Written by: Kendra Chaikind

In 2006, a group of San Francisco physicians recognized that the health care system wasn’t meeting the needs of people coming home from incarceration. Individuals were being unnecessarily hospitalized and dying due to a lack continuity of care from the prison to the community.

So this group of changemakers launched the Transitions Clinic program. In partnership with the local community, Services for Prisoners with Children, City College of San Francisco, UCSF, and the San Francisco Department of Public Health, they developed a new model of care that provides: 

  • Integrated program within current primary care team to provide care appropriate to recently released individuals and their families.
  • Specially trained community health worker (CHW) with past history of incarceration to assist with patient navigation, care management, and chronic disease self-management support, as well as provide culturally competent care.
  • Patient centered services. This includes access to primary care within two weeks of release, behavioral health integration, medication assisted treatment for substance use disorders, re-entry support, and more.
  • Partnerships with criminal justice systems and existing community organizations that serve formerly incarcerated individuals to address healthy re-integration and prevent re-incarceration. 

It was heralded as a model for other clinics across California. And today it’s grown into the Transitions Clinic Network, which supports clinics in 12 states and Puerto Rico in implementing this model.


We talked with Executive Director Shira Shavit and Program Manager Anna Steiner to learn more.

Your co-design process is one of the reasons why we’re so inspired by you guys. From the start, you reached out to the community to help you build this new model of care. What did you learn?

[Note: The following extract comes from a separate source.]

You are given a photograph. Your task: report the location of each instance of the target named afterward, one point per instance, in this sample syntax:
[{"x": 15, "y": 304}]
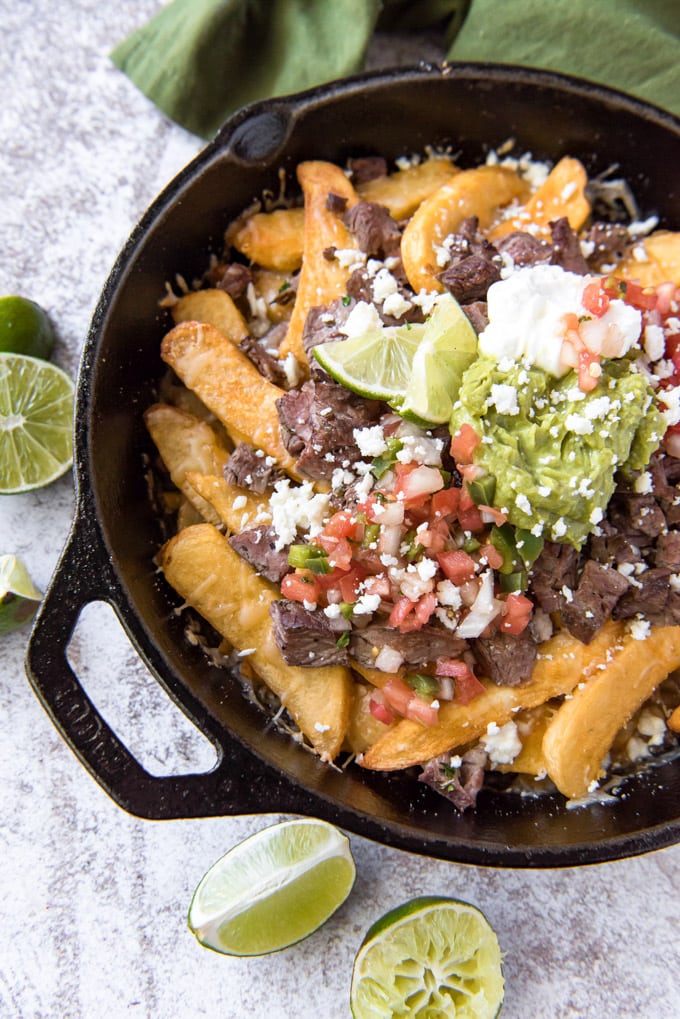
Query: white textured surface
[{"x": 93, "y": 902}]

SHIRA: When anybody does this work, you are very well-intentioned, and you may have what seem to be really good ideas. But then when you share those with people who are actually utilizing the services or impacted by the system, sometimes you realize that your ideas may be missing the mark. One example that was early on was that in San Francisco we had an offer from the county jail to utilize some space that they had across the street from the facility that would have allowed for people coming out of jail to get health services immediately upon release. From a clinical perspective that seemed like a really great idea: People would leave the jail, they could come across the street get their medications filled, and then they could get their health needs addressed. But when we floated that idea by the community advisory board and people we were working with, they all actually thought it was a terrible idea. They said, “Nobody’s going to go across the street. They want to get as far away from the jail as possible.” It was a really stark reminder that without having experienced incarceration, you really don’t understand some of the struggles that people face.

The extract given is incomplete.